Racontez nous votre première rencontre avec l’association ELA ? Quels souvenirs gardez-vous de ce moment ?

La passion et la quête du dépassement me fascinent. Ce sont des composantes caractéristiques de la nature humaine. Quand ces énergies se mettent au service des autres, j’y suis forcément sensible, car elles prennent une toute autre dimension. Ma rencontre avec ELA a été avant tout la rencontre d’un homme, Guy Alba, qui incarnait et qui incarne toujours tout cela. Il ne m’en fallait pas plus pour accepter très vite d’aller avec ou sans lui, parcourirla Franceau gré des différentes opérations ELA en faveur de la lutte contre les leucodystrophies.

Je me souviens des bus ELA au début des opérations « Mets tes Baskets et bats la maladie », on l’avait garé devant le rectorat d’académie du Calvados à Caen, il me semble pendant que Guy et moi on essayait de prêcher la bonne parole dans les locaux de l’administration. Quand je vois les moyens dont dispose ELA aujourd’hui, je me dis que c’est formidable !

 

Depuis cette première rencontre, il y en a eu d’autres et même beaucoup d’autres, vous êtes l’une des premières personnalités engagées aux côtés d’ELA. Pouvez-vous me parler de votre engagement et de ce lien fidèle qui vous lie à ELA ?

Toute grande performance est le fait d’une équipe, même pour un sport comme le mien.
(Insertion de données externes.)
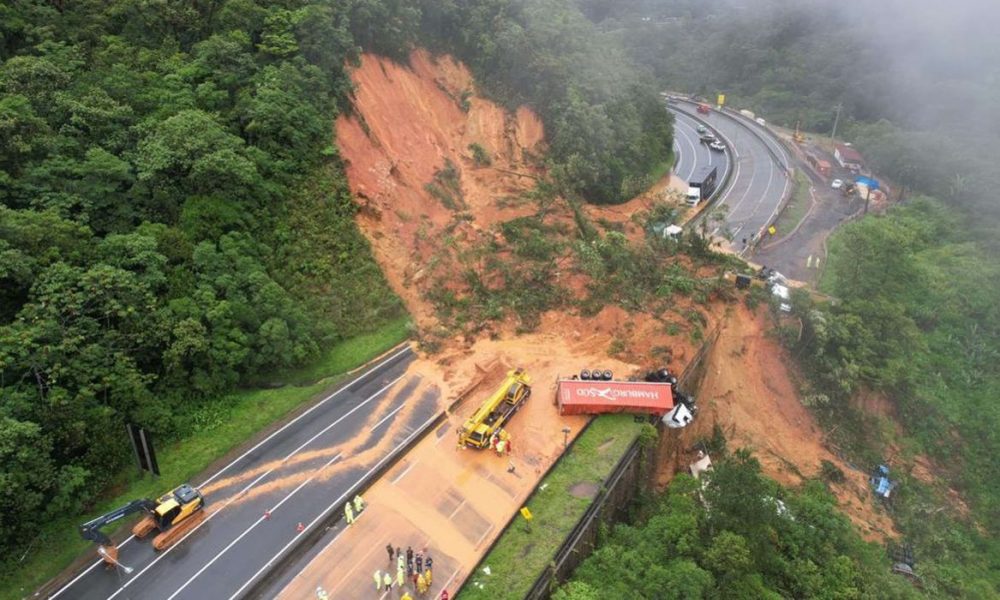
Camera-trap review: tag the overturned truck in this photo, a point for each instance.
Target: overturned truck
(596, 392)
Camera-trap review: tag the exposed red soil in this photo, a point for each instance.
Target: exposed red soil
(749, 391)
(409, 123)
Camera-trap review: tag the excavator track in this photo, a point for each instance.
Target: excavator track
(175, 533)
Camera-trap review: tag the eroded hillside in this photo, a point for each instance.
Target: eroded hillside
(428, 203)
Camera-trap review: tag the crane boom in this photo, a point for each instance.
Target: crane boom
(91, 530)
(496, 410)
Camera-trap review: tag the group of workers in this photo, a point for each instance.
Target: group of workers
(352, 513)
(500, 442)
(417, 567)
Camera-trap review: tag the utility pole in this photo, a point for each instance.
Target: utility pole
(836, 120)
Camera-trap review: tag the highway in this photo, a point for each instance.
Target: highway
(296, 475)
(759, 181)
(691, 153)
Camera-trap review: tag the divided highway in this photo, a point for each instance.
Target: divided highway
(760, 178)
(302, 471)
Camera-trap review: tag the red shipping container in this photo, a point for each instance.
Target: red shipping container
(580, 397)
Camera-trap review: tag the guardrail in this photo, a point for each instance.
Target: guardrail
(726, 177)
(756, 129)
(615, 496)
(262, 587)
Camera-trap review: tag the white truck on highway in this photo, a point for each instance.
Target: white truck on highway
(701, 185)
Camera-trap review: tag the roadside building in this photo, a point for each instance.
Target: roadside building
(848, 157)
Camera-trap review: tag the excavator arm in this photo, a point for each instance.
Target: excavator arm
(91, 530)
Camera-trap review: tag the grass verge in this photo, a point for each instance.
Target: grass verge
(797, 207)
(241, 415)
(520, 555)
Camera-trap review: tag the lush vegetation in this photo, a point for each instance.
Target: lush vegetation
(217, 427)
(523, 552)
(174, 218)
(916, 316)
(173, 223)
(918, 321)
(740, 535)
(522, 272)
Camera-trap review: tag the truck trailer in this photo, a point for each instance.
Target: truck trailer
(702, 185)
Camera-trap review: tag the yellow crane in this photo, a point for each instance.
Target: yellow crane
(496, 410)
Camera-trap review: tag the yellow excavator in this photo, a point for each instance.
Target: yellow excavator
(496, 411)
(172, 514)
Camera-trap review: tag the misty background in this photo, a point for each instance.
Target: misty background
(919, 81)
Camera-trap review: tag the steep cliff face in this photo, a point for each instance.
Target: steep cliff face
(428, 159)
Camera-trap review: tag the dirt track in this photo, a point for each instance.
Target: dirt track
(410, 124)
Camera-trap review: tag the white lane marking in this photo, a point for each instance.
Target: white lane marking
(447, 583)
(784, 190)
(694, 151)
(259, 520)
(244, 455)
(682, 133)
(180, 541)
(386, 418)
(482, 537)
(753, 175)
(403, 474)
(323, 514)
(330, 426)
(457, 508)
(763, 195)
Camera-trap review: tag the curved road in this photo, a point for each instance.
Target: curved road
(255, 504)
(759, 181)
(691, 153)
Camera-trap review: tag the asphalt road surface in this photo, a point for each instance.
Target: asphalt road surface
(758, 182)
(801, 253)
(297, 474)
(691, 153)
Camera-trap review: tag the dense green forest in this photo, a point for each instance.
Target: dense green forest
(917, 320)
(916, 316)
(174, 218)
(740, 535)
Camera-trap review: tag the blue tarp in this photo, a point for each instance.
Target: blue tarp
(867, 182)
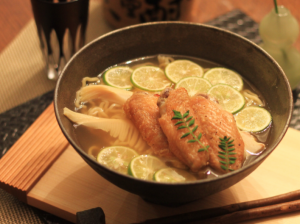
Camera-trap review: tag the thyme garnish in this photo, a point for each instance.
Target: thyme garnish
(187, 122)
(226, 145)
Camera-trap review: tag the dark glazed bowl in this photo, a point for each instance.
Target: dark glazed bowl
(177, 38)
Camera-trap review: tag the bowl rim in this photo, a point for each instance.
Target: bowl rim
(201, 181)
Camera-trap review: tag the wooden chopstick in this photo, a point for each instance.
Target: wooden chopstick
(238, 212)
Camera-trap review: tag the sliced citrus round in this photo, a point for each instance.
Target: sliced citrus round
(179, 69)
(224, 76)
(118, 77)
(116, 158)
(229, 98)
(150, 78)
(144, 166)
(194, 85)
(173, 175)
(253, 119)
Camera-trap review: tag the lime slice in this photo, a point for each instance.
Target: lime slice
(194, 85)
(145, 166)
(118, 77)
(116, 158)
(173, 175)
(225, 76)
(229, 98)
(253, 119)
(179, 69)
(149, 78)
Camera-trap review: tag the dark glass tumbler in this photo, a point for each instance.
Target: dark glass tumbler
(61, 27)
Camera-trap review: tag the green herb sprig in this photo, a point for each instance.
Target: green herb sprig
(188, 121)
(226, 153)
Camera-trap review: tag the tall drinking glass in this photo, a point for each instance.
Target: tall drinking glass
(61, 27)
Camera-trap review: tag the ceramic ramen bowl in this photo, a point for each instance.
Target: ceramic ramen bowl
(177, 38)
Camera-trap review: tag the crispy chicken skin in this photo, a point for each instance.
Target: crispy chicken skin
(186, 152)
(141, 108)
(218, 123)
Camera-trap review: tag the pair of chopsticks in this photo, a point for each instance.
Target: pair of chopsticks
(239, 212)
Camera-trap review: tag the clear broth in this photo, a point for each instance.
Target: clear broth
(88, 137)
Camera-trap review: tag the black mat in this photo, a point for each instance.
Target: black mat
(16, 121)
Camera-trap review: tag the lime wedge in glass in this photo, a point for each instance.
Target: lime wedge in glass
(194, 85)
(118, 77)
(224, 76)
(150, 78)
(173, 175)
(179, 69)
(253, 119)
(228, 97)
(144, 166)
(116, 158)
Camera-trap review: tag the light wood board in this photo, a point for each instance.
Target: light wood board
(71, 186)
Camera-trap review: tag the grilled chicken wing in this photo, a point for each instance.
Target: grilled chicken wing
(142, 110)
(186, 152)
(218, 123)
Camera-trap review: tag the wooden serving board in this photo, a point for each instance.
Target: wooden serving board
(43, 170)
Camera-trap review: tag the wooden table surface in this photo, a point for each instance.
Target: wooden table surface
(15, 14)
Si on va au-delà des apparences et qu’on prend en compte le rôle du coach, la dynamique de groupe d’entraînement…

Dans le combat d’ELA, chacun peut apporter son savoir-faire pour faire en sorte que l’association puisse lever des fonds et atteindre ses objectifs. Pour certains, ce sera du bénévolat de compétence en comptabilité, en logistique, en marketing ou en cuisine si les gâteaux sont vendus ensuite lors d’une fête au profit d’ELA… Aucune tâche n’est plus importante que l’autre, elles sont juste plus ou moins visibles !

 

Dans notre société – on peut parfois le regretter – les enjeux économiques liés à l’image sont omniprésents, les associations doivent donc apporter un éclairage médiatique qui va au-delà de la simple prise de parole sur le cœur de son action. En tant que sportif, apporter de l’éclairage et incarner le combat d’ELA est ce que je peux faire de plus efficace pour l’association. Bon allez, je veux bien tenter de faire un ou deux gâteaux à l’occasion !

 

Fidèle à ELA??? Parce que je ne vois pas de raison de ne pas l’être. La fidélité à un engagement est importante, si les conditions sont réunies, les valeurs initiales respectées, je ne suis pas un adepte du zapping. Je ne suis pas resté 16 ans avec le même entraîneur, Fernand Urtebise, par hasard !

 

Quand vous passez du temps avec les familles comme ça été le cas lors de la journée à Disneyland Paris, qu’est ce qui vous marque le plus ?

J’ai pu voir à Disneyland des familles ravies de pouvoir vivre de tels moments d’évasions en se sentant entourées. Zinédine a eu une excellente initiative.

 

Parlez-moi des familles de l’association ? Que voulez vous leur dire ?

Je voudrais dire aux familles que je suis en tant que parrain à leurs côtés. Parfois frustrés par les limites de mon action tant la tâche est grande, mais très souvent rassuré par la valeur qu’elle prend dans leurs témoignages, dans leurs regards…

Vous donnez ainsi du sens et de la valeur à ce que j’ai pu accomplir sur les pistes, c’est donc à moi de vous remercier!